LATINA – La sfida ‘green’ di Acqualatina, ammodernare la rete della Provincia per abbattere la dispersione idrica. Per arrivare all’obiettivo green di battere la dispersione idrica Acqualatina ha previsto un ambizioso piano di investimenti. Una sfida titanica dal momento che il problema della dispersione idrica parte da lontano con una reta vecchia che nel passato, prima di passare sotto il controllo del Gestore Idrico di Ato 4, ha subito una manutenzione pressoché inesistente.
Ad oggi come testimoniano anche le annuali classifiche di Legambiente sulla dispersione idrica che affossano anche la qualità dell’ambiente urbano dei nostri comuni, le perdite idriche della rete in provincia di Latina si attestano attualmente al 57%.

Nel nostro territorio, l’Ato4-Lazio Meridionale, con reti obsolete e mai ammodernate dalle precedenti gestioni, le ripercussioni di tale invecchiamento sono inevitabili, come ovvio, e richiedono investimenti importanti.

Per mettere il sistema idrico dell’ATO 4 totalmente in sicurezza nei confronti di future possibili emergenze, garantendo un più elevato livello di servizio e massimizzando la riduzione dell’impatto ambientale, però, è indispensabile raggiungere, entro il 2032, un tasso di perdite fisiche non superiore al 35%.
Tuttavia, quanto previsto dal Piano degli Investimenti è insufficiente, e occorrerebbe aggiungere non meno di altri 150 milioni di euro da destinare esclusivamente a queste attività, se si vuole raggiungere l’obiettivo.

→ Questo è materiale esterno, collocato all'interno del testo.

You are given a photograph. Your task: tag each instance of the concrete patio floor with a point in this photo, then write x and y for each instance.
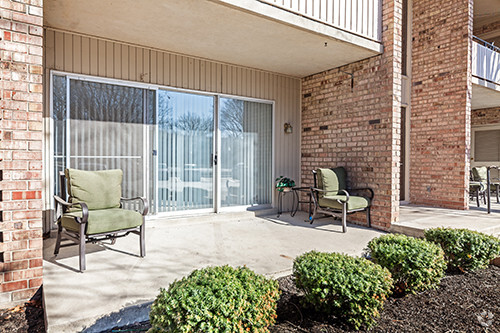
(119, 284)
(413, 220)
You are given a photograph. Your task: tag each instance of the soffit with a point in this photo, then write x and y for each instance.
(207, 29)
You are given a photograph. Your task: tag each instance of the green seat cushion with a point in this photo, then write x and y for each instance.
(354, 203)
(98, 189)
(103, 220)
(332, 180)
(480, 174)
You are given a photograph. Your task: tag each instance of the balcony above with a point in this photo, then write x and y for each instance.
(485, 75)
(296, 38)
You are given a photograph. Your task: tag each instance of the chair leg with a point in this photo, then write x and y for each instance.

Dunque Acqualatina ad oggi ha richiesto l’accesso ai seguenti finanziamenti pubblici:
• Fondo governativo per lo Sviluppo e la Coesione (4,116 milioni di euro, già ottenuti e in corso di affidamento)
• Fondo Protezione civile Ricognizione Fabbisogno Finanziario (richiesti circa 4 milioni di euro)
• Finanziamenti Piano Nazionale Acquedotti (richiesti oltre 11,129 milioni di euro)
• Recovery Fund (richiesti circa 100 milioni di euro, per il periodo 2021-2026)

• La tecnologia no-dig di pipe-cure denominata TALR applicata alle condotte di Formia ha permesso ad Acqualatina di essere il primo gestore europeo ad utilizzarla per il risanamento delle reti idriche.
• Nel distretto idrico di Serapo, nel comune di Gaeta, Acqualatina ha conseguito una riduzione delle perdite di oltre il 65% portando il tasso di dispersione idrica da 200 metri cubi al giorno per kilometro a 71 metri cubi al giorno per kilometro.
• L’utilizzo della tecnologia Hoselining ha permesso l’ammodernamento di 3 chilometri della condotta che dalla centrale Sardellane arriva sino a Priverno.
Inoltre con l’ausilio dei droni sono stati raggiunti anche altri risultati fondamentali ai fini del recupero della dispersione idrica.
• Individuazione e riparazione di diverse perdite significative sui 10 km della condotta Lenola-Vallecorsa, in un tratto agricolo difficile da raggiungere in altri modi, recuperando 15 litri al secondo.
• Individuazione di perdite occulte nei pressi del serbatoio S. Antonio, a Formia.
Risultati importanti ma non ancora definitivi, proprio per questo l’impegno del Gestore Idrico è quello di arrivare entro 12 anni a mettere in sicurezza la rete e a garantire una maggiore sostenibilità ambientale nella nostra provincia. Una rete sempre più efficiente per una sfida green proiettata nel futuro.